Using the $\epsilon−\delta$ definition of limits, prove:
$$\lim\limits_{x \to 1} \frac{x^5+1}{x}=2$$
The factor $(x-1)$ I can control. And I can also limit the other factor in the numerator.
But the $x$ in the denominator is my problem because if I limit $(x-1)$ it seems to grow.
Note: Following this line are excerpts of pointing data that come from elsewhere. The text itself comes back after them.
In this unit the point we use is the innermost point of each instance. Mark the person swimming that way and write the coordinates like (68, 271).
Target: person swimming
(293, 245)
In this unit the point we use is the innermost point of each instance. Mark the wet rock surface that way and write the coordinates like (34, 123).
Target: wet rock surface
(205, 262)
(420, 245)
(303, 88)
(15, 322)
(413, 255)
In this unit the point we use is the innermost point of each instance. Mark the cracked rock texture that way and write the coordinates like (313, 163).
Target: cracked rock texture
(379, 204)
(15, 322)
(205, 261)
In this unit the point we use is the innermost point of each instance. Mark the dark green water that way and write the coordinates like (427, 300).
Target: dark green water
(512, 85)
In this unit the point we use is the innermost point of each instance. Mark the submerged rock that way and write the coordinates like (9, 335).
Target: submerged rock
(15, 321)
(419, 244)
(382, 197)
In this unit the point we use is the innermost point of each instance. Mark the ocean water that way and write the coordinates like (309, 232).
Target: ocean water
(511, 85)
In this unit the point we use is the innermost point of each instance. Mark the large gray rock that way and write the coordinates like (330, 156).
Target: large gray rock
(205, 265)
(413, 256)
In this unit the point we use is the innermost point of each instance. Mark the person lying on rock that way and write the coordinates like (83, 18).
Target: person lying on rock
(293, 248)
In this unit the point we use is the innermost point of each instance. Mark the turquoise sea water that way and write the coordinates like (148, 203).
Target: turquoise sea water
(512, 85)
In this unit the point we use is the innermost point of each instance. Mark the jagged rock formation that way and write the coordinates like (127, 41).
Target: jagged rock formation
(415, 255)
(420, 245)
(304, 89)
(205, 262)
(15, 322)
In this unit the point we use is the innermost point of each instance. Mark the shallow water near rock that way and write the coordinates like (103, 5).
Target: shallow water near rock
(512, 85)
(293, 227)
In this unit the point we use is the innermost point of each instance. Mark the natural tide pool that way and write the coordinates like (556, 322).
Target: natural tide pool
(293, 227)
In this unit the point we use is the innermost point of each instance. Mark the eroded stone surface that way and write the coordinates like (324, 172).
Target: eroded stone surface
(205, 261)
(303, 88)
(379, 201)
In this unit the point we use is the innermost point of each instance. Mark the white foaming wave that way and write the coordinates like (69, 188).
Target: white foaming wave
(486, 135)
I'm not sure what to do with it.
On
Hint:$$\left|\frac{x^5+1}{x}-2\right|=\left|\frac{x^5-2x+1}{x}\right|=\left|\frac{(x-1) \left(x^4+x^3+x^2+x-1\right)}{x}\right|=\delta\left|\frac{x^4+x^3+x^2+x-1}{x}\right|$$
Now find an upper bound for $\left|\frac{x^4+x^3+x^2+x-1}{x}\right|$
On
due to the linearity of the limit, it is equivalent to show that $\lim_{x \to 1} x^4 = \lim_{x \to 1} \frac1x = 1 $
for the second one if you choose $\delta = \frac{\epsilon}{2}$ then $x > \frac12$ since $x$ is near $1$ and you have $$|x-1| < \frac{\epsilon}{2} \implies |x-1| < x \epsilon \implies|\frac1x -1|< \epsilon$$
for the first one note that $x^4-1 = (x-1)(x+1)(x^2+1)$ and that $\frac{1}{(x+1)(x^2+1)} > \frac{1}{15}$
you could then try $\delta = \frac{1}{15}\epsilon$
hint
$$x^5+1-2x=$$ $$(x-1)(x^4+x^3+x^2+x-1) $$
As $x $ is near $1$, we can assume that $$|x-1|<\frac {1}{2} $$ or $$\frac {1}{2}<x <\frac {3}{2} $$
Find $M >0$ such that $$|\frac {x^5-2x+1}{x}|<M|x-1|$$
then you take $$\delta=\min (\frac {1}{2},\frac {\epsilon}{M} )$$